The only alternative is the government-owned LCBO. Better? Well, try this on for size. About six months ago an importer announced that they were going to bring in Cantillon. The prices were quite good value, and we never see anything close to proper lambic here so there was a lot of demand. A second shipment, with new beers including the famed St. Lamvinus, was added.
Delays happen – no worries. It’s the nature of importing alcoholic beverages that snags occur. The beer finally arrives in Ontario and that’s when the real fun begins. The LCBO, like any good government agency, trusts no one and must do all their own testing. So the product goes to “lab”.
The Cantillon beers failed “lab”. In other words, according to the standards written out in the LCBO beer handbook, Cantillon beers are too acidic to be beer fit for consumption. This being the same agency that a couple of years ago stocked eons-old mouth-puckering Falkensteiner Ur-Schwarze. Now the latter beer had gone bad, but evidently was still okay for sale (for months) while Cantillon is deemed unfit for sale. Never mind that they brew the way the style is supposed to be made. Never mind the long lineup of beer aficionados waiting to drink it. Never mind the opinions of knowledgeable writers who have far more extensive experience in lambic than anyone on the LCBO staff. What do any of us know about beer anyway?
Finally, the Gueuze gets released. It goes on sale at a couple of bars and flies out of there. Bear in mind that by this point, Cantillon has cancelled the second order and decided they don’t want to do business in Ontario any more. The Rosé de Gambrinus is released on a “lab exemption”. The Kriek, however, is still stuck.

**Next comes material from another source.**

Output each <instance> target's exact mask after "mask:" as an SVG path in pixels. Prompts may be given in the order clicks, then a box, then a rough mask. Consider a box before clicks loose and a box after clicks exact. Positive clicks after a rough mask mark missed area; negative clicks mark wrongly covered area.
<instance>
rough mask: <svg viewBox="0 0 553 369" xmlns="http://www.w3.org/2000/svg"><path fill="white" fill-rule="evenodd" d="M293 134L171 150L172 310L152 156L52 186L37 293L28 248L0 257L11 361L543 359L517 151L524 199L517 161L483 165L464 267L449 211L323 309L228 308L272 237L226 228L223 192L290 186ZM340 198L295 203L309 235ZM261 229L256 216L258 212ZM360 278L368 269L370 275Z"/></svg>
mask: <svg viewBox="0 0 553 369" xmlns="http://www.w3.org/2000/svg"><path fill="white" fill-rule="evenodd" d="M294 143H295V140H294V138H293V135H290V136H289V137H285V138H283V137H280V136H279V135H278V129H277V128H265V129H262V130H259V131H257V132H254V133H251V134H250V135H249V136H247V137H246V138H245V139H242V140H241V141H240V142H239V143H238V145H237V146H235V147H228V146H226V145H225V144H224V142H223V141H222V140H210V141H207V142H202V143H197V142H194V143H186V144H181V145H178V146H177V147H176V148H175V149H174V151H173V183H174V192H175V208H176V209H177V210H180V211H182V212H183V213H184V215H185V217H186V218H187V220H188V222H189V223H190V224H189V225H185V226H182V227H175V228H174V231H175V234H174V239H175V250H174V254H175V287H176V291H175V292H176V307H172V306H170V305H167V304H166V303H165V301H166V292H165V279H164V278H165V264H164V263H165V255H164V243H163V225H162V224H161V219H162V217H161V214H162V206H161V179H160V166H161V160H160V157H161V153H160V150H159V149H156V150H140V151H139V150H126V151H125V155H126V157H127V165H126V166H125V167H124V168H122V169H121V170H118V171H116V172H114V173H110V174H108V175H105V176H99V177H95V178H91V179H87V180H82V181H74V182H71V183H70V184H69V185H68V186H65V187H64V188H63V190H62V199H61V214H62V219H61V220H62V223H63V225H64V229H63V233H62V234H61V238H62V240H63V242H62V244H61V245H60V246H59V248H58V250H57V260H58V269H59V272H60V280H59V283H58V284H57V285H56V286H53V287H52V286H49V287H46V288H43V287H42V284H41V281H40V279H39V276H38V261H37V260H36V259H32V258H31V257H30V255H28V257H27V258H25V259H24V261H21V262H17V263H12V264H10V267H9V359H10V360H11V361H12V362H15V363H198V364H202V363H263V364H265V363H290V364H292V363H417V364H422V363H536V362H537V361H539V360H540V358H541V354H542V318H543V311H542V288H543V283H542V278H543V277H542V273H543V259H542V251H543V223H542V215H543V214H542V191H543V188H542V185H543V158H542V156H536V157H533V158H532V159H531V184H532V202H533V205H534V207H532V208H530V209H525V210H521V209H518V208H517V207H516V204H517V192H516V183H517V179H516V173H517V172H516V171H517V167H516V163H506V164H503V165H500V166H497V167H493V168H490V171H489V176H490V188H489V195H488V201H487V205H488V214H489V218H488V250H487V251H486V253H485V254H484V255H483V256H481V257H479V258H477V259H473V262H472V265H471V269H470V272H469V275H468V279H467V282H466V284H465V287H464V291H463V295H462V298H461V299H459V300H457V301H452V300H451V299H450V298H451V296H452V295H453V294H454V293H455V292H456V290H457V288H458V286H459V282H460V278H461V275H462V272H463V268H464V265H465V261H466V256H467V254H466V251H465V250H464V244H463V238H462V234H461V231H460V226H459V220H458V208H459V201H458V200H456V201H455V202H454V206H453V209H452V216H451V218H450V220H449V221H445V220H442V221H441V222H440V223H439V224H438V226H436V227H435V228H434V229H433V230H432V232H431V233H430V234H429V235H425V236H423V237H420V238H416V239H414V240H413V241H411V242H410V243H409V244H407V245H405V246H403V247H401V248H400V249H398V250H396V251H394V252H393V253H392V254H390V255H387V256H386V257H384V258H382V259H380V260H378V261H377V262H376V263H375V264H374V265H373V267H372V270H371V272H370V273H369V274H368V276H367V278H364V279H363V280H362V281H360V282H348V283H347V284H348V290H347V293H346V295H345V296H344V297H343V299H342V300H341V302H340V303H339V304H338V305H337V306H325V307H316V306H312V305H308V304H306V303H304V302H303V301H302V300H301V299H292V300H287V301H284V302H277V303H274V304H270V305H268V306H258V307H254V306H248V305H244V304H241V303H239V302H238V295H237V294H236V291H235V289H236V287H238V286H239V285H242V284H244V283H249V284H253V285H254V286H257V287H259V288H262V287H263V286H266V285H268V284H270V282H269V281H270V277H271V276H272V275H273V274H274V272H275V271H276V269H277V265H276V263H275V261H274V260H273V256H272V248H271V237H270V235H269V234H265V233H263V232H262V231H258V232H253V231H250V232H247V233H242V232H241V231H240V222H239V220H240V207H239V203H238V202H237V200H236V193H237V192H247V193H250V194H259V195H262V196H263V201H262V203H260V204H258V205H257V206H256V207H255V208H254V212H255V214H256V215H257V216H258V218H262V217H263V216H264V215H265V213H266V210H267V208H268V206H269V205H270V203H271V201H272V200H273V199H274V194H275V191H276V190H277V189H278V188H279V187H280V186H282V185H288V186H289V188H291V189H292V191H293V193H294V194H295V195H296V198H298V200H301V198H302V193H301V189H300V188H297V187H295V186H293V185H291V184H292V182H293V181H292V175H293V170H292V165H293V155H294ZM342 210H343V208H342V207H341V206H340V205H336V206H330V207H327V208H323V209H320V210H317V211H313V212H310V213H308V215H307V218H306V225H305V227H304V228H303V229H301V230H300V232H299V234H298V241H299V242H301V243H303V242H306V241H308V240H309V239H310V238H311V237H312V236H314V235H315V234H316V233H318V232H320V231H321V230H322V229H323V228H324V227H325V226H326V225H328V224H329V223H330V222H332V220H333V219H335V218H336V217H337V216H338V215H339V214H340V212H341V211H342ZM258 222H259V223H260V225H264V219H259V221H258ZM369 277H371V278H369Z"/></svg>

You see, cherry pits contain trace levels of cyanide. We all know cyanide is bad stuff, but the government has no problems with it being in cigarettes. However, in beer this is a big issue? Never mind that the Belgians have been drinking kriek for centuries without problems. Maybe the LCBO reckons they’ve built up an immunity to cyanide.
Look, I’m not a scientist of any type. I’m not a chemist, biologist, biochemist or even a dub legend. I’m just a guy who figures that if the rest of the world can drink something for five hundred years problem free then people in Ontario today will probably come out okay. Given that the LCBO has previously released such krieks as Liefmans, Boon and Quelque Chose – all made with the same cherries as Cantillon – I’m having trouble figuring out why they’ve got their knickers in a knot now. Maybe they’re scared of something they don’t understand. Maybe they are scared that people will want more quality beer in their lives.
Either way, it makes no sense to screw over the importer, licensees and beer lovers for no reason. Just one more reason why we need to blow the whole thing up.
I can almost smell summer, and I can almost smell the summer beers, too. The Danish Beer Festival looks like the official kick-off of the summer festival season, and with June featuring the Great Japan Beer Festival, the Mondiale and Brewtopia, things are about to get rolling in a serious way.
Let’s talk lemons. I understand the whole lemon-in-the-weizen bit. Truthfully, I don’t really find it all that offensive unless I’m trying to rate the beer. But here’s a couple of pointers for you bartenders out there from us beer lovers.
First, ask the customer if he/she wants a lemon. Not everyone does. Second, it goes on the rim, not in the glass. Third, it must be a lemon. If all you’ve got is a lime, don’t use anything. Fourth, for the love of God no lemons in my witbier or dunkelweizen. You can put it in my hefeweizen if I agree to it, and I couldn’t care less about kristalweizen because I don’t drink it. It just looks wrong. American wheat – ok, maybe, but I order this rather infrequently since 90% of examples of this style suck. Rye beer – don’t bring that lemon anywhere near it, even if it was fermented with a weizen yeast.